High volume data series storage and queries

Jeremiah Peschka jeremiah.peschka at gmail.com
Wed Aug 10 10:18:19 EDT 2011


Yeah, the performance attempting to get is where you need to apply either specialized knowledge of a single database system or else you need to apply ample hardware budget.

There are some limitations in storage subsystem, too:

RAID0 is generally regarded as a Bad Idea for RDBMSes. Ideally you'd put your transaction log on at least a mirrored pair of drives.
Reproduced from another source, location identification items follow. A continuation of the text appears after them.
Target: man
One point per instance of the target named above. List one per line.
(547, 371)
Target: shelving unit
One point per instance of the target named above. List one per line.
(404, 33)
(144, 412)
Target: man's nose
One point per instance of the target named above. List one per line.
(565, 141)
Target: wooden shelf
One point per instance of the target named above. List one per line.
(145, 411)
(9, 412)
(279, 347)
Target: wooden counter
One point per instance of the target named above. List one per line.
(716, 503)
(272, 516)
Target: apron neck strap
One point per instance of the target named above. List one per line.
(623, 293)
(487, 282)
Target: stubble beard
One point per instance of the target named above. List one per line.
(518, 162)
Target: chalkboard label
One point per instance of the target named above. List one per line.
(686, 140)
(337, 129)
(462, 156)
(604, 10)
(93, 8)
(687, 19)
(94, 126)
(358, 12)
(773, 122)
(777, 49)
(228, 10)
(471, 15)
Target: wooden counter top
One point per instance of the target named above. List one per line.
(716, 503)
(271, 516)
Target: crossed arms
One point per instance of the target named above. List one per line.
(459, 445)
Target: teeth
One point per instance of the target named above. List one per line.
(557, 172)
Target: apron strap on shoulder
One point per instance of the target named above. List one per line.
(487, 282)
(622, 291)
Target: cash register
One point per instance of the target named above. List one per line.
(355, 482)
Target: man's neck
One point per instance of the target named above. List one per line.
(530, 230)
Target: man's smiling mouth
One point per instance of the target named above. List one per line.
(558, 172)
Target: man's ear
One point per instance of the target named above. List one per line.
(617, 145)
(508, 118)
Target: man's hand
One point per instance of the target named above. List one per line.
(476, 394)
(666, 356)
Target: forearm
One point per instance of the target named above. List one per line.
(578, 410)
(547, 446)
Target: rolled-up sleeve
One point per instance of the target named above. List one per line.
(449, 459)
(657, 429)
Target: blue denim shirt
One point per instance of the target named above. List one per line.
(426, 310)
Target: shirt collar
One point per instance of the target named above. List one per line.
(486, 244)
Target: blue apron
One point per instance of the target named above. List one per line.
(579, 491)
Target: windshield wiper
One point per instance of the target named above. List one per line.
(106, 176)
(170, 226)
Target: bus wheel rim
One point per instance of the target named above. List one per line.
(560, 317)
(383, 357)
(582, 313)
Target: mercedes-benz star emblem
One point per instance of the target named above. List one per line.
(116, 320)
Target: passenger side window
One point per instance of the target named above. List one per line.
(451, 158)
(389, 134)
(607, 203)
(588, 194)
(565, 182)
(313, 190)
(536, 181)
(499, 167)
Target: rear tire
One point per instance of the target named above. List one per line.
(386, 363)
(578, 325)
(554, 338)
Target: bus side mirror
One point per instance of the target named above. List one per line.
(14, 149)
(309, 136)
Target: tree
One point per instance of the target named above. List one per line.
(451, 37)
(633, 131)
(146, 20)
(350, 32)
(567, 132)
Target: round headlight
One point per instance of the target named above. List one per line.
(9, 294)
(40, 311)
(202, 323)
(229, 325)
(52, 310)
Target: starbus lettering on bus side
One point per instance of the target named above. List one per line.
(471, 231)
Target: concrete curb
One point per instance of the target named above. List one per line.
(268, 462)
Data files go on RAID 10. OS and other binaries on a third drive that can safely be either mirrored or RAID 5. 

If you really want storage performance, either use SSDs or a battery backed RAID controller with onboard memory. The Adaptec MaxIQ is entry level storage porn: http://www.tomshardware.com/reviews/maxiq-ssd-cache,2511.html You can put an SSD on your RAID controller for your old fashioned rotational drives. ZOOM. Cheaper than a SAN/DAS.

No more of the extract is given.